A visual proof is supposed to appeal to our visual intuition - I don't know about you, but negative areas are not something that is visually intuitive to me.
If you're bothered by the idea of negative-area rectangles, there's no need to justify the assumption that b < a, because that's the only way you can assign any meaning to either side of the equation.
The equation isn't about rectangles at all, so I disagree. The rectangles only exist for the purposes of this proof. Any resulting complications are on the proof, not the reader's burden.
I don't see that as negative area. I see it as subtracting two areas. Both the room and the pillar have a positive area, none of them has negative lengths or areas.
Kids learn subtraction before they learn negative numbers - once you learn negative numbers, you know that addition and subtraction are almost interchangeable, but this is not necessarily intuitive to begin with.
It’s intuitive, just in more dimensions. People have different ideas and abilities to imagine/think dimensions, but on top of that we rarely train them to do that.
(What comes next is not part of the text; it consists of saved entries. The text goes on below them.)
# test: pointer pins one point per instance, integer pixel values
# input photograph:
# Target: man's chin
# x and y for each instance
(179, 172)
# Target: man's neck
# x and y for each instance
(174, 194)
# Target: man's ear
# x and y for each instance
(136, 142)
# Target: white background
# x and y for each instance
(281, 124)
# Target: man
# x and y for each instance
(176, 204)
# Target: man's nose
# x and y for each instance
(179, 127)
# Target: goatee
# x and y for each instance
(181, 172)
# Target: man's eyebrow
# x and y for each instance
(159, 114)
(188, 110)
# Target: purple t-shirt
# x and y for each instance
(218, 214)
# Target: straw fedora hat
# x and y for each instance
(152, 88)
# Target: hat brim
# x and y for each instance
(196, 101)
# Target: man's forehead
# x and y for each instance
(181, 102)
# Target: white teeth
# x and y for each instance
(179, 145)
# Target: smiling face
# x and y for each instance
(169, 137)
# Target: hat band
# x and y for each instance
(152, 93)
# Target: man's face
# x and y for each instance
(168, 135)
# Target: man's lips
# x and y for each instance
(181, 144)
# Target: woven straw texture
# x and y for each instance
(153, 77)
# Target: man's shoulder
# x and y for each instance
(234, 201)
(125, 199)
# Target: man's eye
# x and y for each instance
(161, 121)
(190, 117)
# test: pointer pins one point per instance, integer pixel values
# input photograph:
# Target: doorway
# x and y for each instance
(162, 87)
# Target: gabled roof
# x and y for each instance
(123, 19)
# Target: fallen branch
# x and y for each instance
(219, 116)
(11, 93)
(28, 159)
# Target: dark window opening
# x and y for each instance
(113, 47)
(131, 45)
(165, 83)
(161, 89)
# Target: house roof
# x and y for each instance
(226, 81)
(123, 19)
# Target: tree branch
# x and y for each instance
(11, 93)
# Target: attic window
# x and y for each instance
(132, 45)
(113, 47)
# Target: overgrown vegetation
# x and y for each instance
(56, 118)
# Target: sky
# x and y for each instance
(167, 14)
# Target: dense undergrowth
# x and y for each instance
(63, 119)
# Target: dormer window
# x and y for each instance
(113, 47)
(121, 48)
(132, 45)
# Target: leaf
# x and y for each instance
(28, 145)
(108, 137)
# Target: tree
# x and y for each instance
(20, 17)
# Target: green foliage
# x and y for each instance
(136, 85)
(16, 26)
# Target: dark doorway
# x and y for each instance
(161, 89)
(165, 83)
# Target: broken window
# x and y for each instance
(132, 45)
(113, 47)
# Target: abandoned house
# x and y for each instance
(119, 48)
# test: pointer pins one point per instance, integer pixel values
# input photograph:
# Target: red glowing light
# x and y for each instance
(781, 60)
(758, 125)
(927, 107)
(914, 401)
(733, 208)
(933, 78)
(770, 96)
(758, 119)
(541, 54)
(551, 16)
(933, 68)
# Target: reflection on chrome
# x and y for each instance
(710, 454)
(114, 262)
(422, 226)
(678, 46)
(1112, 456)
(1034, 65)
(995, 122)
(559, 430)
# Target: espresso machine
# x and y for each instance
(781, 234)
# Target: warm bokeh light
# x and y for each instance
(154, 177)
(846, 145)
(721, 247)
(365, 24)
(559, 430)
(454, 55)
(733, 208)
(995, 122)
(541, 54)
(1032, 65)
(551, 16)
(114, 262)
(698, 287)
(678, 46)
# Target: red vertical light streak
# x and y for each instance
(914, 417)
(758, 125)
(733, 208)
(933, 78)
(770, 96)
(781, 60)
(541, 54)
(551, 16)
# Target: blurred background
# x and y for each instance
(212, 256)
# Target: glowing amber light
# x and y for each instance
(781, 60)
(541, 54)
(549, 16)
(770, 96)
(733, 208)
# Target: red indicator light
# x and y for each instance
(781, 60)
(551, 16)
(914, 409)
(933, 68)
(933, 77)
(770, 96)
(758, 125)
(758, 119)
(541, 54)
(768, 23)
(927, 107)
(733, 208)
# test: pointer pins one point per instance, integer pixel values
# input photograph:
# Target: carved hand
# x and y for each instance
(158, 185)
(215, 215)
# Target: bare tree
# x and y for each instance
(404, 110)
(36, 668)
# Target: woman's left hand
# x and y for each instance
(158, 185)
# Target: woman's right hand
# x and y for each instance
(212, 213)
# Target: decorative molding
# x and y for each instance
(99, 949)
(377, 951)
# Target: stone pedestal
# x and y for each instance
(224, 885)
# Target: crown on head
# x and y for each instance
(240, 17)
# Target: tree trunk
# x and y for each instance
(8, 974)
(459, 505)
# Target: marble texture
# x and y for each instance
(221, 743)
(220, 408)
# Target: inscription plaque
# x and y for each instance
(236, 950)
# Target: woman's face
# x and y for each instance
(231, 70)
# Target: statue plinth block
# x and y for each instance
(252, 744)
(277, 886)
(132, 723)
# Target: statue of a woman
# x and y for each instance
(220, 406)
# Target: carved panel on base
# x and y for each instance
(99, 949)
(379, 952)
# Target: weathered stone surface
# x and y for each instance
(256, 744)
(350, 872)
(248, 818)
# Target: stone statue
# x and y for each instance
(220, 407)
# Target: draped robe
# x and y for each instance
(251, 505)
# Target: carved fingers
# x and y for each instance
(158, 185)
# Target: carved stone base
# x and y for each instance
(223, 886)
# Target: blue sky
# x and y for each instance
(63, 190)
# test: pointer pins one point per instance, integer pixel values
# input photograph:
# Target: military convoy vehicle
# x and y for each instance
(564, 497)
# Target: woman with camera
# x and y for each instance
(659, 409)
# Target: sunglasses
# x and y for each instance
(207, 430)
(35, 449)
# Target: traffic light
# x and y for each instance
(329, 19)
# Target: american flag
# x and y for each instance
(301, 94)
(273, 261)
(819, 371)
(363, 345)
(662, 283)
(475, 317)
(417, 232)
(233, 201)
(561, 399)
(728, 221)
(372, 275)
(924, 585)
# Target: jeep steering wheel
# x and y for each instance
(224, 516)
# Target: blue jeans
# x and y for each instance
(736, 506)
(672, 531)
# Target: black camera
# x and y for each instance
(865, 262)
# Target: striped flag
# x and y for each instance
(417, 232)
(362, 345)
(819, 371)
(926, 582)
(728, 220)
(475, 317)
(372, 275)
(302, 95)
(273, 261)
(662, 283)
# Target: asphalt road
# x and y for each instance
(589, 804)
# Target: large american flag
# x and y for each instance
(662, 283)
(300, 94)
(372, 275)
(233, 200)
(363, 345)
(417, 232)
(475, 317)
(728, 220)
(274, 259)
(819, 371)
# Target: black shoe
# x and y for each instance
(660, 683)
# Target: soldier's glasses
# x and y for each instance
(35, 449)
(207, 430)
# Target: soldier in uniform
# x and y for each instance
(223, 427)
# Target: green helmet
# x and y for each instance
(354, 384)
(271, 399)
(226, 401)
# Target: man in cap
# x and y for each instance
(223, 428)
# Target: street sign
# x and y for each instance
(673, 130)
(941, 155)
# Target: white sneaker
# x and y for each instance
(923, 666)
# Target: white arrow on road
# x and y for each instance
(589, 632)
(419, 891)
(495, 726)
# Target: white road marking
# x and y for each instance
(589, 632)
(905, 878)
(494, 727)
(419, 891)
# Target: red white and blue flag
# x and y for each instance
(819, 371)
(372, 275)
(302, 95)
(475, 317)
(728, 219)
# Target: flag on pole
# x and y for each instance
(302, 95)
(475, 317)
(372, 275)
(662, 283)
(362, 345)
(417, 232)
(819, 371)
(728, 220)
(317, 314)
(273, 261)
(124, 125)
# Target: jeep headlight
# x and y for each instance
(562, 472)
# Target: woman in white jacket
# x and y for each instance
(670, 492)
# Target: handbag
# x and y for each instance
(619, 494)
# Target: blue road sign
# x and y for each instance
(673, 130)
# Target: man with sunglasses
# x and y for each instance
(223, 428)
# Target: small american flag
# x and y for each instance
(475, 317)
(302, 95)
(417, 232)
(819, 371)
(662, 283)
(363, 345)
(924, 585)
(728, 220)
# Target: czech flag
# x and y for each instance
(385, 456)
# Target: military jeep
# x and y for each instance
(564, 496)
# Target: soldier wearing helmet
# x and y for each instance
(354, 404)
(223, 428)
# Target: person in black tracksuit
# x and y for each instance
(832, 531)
I think that build up to tensor fields should be in every school program. If you can’t think of a field, you’re mathematically disabled and too many basic ideas about real world are inaccessible to you. This limits the ability to vote on a set of topics and participate in non-local decisions that involve systemic understanding. Same for formal logic and statistics.
Once familiarized with that, you can easily start thinking of nonlinearly signed areas, complex areas and areas simultaneously positive and negative by an attribute.
That's interesting. To me it seems intuitive. It's a real area that can be drawn like any other. The sign is an operator describing what function to visualize, not a property of the measured area. So thinking of it in that way eliminates any need for the term "negative area."
But, intuition is subjective, so you may need to adjust the terminology to fit the visualization.
It is intuitive on some higher level, now that I know about signs, operators, negative numbers and all that. But when talking about visual information (i.e. "visual proof"), it isn't intuitive in that context.
In addition to that, for all I know there could be some pitfalls involved with negative areas which I'm not aware of. Even if there aren't any pitfalls, this isn't immediately obvious to someone who isn't familiar with the concept of negative area.
If I'm willing (or forced) to think in such abstract terms, I would much prefer an algebraic proof to this visual proof.
There are no serious pitfalls with oriented areas. Adding them to your arsenal of geometric proof tools will greatly simplify many proofs. Not having such a concept makes ancient geometry books much more complicated than they need to be, often requiring lots of detailed case analysis where the separate cases are essentially the same, just oriented opposite ways.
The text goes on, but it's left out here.